The book’s failure was a crushing blow to Nietzsche’s already fragile state of mind. But the Superman persisted on. With his eyesight still in decline, he began to write only in short, pithy phrases—called aphorisms. He regarded these later books as commentaries on Zarathustra, which the German considered his magnum opus. Beyond Good and Evil and The Genealogy of Morals soon followed.
Final years
In 1888, the final year of Nietzsche’s sane life, the German thinker continued to write furiously and productively. Among these later works include Twilight of the Idols, Anti-Christ, The Case of Wagner, Ecce Homo, and The Will to Power. Although these classics of Nietzschean philosophy were all penned around the same time, they were episodically published over a span of almost two decades.
Sometime in January of 1889, Nietzsche collapsed suddenly in the streets of Turin. When he awoke, he rushed home and wrote ambiguous letters to his friends. It was enough to cause concern. Nietzsche was found seated at his piano, striking at the keys with his elbows and singing incoherently.

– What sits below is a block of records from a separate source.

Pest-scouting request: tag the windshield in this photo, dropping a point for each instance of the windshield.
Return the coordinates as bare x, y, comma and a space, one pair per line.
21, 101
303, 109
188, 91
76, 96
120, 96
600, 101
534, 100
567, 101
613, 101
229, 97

The Superman’s mental state became increasingly erratic and unstable. His physical health continued to collapse. The German philosopher was brought Basel, where he was held at an insane asylum. He was taken into the care of his mother soon after.
Nietzsche died on August 25, 1900. He probably died of the syphilis that he had contracted back in 1870. More recently, some scholars have argued that the German thinker died of degeneration of his cerebral blood vessels, perhaps the same condition that killed his father.
Legacy
The Übermensch’s philosophy is often viewed in sinister connection with the Nazi Party. However, this is because his sister Elisabeth, who had married a rapid Jew-hater, manipulated—and sometimes even fabricated—her brother’s works. Despite the deliberate attempts by Hitler and his genocidal regime to appropriate the mantle of the German Übermensch, the connection is tenuous at best. Nietzsche remains a fiercely independent and individualistic figure—in stark contrast to the intolerable conformism of the Third Reich.
Today, Nietzsche’s ideas continue to inspire and permeate modern pop culture. His refreshing and boldly original insights have rightly solidified the Übermensch’s status among the pantheon of Western thinkers.